Age: 38
Job Title: Senior Land Use Planner, Edmonton Catholic Schools
Why He’s Top 40: He is a champion for school-centred neighbourhoods, changing the way cities are planned.
What Do You Like Most About Edmonton?: His home neighbourhood of Belgravia. “I especially like the strip of potential at 115th Street and 76th Avenue, otherwise known as the Belgravia Hub and Gracious Goods [Caf] .”
Rob Tarulli was an elementary teacher at St. Alphonsus School in Edmonton’s inner city when the infamous Cromdale Hotel was condemned in 2004.
“It was a very seedy place but, for better or worse, it was a place where people gathered – a community hub,” he says. In its absence, neighbourhood residents began connecting at a very different destination: St. Alphonsus School. It was an uncomfortable shift at first, since many people in the area had “a negative view of schooling” – some were even survivors of residential schools. But the location stuck. “They started to meet other parents and talk about things happening in their kids’ lives,” says Tarulli. The culture of the community shifted.
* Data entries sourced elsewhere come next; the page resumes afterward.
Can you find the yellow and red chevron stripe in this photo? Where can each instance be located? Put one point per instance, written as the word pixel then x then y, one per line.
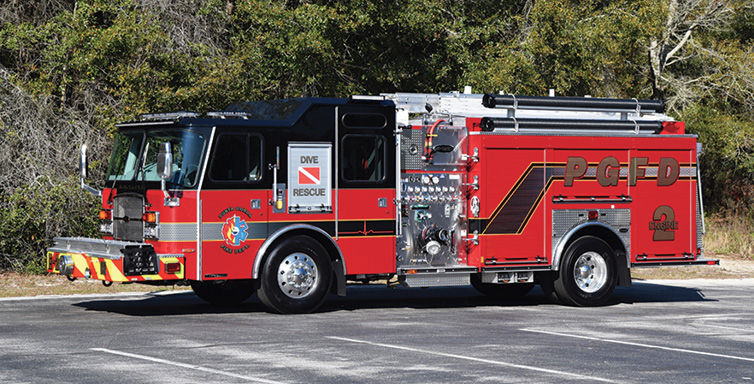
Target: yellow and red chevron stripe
pixel 112 270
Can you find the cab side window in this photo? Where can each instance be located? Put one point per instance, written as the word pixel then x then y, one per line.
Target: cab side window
pixel 237 158
pixel 363 158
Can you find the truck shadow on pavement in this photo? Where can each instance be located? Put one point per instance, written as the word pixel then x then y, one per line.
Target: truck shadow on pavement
pixel 370 297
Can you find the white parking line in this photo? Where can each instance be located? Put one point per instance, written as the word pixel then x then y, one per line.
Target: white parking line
pixel 475 359
pixel 640 345
pixel 188 366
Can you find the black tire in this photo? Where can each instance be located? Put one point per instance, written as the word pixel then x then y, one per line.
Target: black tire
pixel 228 292
pixel 295 277
pixel 587 275
pixel 501 291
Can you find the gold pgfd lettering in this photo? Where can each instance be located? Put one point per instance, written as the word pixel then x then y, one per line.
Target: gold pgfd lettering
pixel 608 170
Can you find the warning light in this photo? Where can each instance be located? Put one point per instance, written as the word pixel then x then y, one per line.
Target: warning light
pixel 149 217
pixel 105 214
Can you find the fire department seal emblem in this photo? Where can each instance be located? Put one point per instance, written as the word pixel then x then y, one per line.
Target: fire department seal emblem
pixel 235 231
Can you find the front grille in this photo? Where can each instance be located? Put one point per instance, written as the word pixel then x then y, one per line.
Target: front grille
pixel 127 212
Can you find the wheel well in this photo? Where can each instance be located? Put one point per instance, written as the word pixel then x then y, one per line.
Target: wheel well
pixel 333 252
pixel 607 235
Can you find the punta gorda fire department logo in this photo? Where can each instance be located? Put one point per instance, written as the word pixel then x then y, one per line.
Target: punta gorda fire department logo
pixel 235 231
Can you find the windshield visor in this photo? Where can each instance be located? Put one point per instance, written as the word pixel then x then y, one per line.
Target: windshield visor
pixel 135 156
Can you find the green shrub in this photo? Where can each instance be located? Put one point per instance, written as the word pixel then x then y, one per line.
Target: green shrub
pixel 33 214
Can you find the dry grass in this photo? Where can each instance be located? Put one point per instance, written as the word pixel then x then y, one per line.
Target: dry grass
pixel 730 235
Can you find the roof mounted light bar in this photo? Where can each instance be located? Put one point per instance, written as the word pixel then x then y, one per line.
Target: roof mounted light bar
pixel 168 115
pixel 234 114
pixel 367 98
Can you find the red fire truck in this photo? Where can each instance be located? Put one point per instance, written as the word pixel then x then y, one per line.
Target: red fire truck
pixel 292 199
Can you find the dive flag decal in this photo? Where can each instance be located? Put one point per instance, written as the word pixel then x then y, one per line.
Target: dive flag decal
pixel 308 175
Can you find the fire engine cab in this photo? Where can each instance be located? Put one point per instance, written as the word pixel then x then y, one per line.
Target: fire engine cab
pixel 292 199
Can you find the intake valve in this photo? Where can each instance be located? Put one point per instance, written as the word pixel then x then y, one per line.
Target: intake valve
pixel 433 239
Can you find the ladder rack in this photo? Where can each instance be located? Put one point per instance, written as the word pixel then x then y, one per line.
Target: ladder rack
pixel 456 104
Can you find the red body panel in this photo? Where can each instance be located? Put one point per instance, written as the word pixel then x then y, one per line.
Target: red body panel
pixel 524 178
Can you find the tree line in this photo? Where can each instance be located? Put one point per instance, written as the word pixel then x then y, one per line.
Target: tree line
pixel 71 69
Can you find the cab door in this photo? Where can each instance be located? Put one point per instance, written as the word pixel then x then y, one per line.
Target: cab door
pixel 365 197
pixel 234 206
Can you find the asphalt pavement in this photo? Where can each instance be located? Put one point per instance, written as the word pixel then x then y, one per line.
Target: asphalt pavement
pixel 692 331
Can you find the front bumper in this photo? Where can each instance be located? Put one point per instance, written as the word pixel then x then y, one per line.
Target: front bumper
pixel 112 260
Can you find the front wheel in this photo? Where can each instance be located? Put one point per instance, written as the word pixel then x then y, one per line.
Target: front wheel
pixel 587 274
pixel 295 277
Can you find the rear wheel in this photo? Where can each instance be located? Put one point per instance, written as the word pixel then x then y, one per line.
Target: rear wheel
pixel 587 275
pixel 226 292
pixel 295 277
pixel 501 291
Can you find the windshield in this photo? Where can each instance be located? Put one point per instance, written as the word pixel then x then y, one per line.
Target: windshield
pixel 130 162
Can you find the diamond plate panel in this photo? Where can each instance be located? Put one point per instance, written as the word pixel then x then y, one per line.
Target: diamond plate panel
pixel 564 220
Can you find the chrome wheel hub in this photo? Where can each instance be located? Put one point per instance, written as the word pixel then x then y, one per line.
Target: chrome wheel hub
pixel 590 272
pixel 297 275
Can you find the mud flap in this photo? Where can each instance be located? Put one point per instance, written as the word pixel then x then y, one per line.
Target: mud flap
pixel 624 273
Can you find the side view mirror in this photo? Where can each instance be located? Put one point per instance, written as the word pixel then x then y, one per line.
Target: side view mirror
pixel 83 167
pixel 165 161
pixel 165 171
pixel 83 163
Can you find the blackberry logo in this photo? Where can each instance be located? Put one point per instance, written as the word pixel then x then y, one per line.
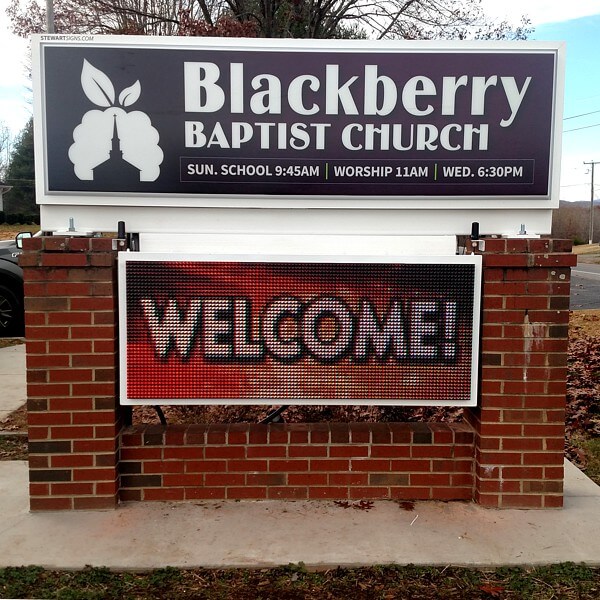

This inspired the young teacher to write a letter to a newspaper, which was read with interest by Dr. David Witty, the dean of the Faculty of Architecture at the University of Manitoba. He e-mailed Tarulli, encouraging him to apply to his faculty’s city planning master’s program.
Ready to make a career change, Tarulli followed that advice. After a couple of years in Winnipeg, he returned to his hometown of Edmonton. He was inspired by his thesis, an examination of school-centred community design – an emerging trend in urban planning. “The focus of most neighbourhoods tends to be commerce-based,” he says. In contrast, school-centred design is just how it sounds. It emphasizes building areas around schools, ideally multi-use school sites with wrap-around services like day care, health care and continuing education, which serve the broader community. And, even when the children in an area have grown up and left, other residents can use the site.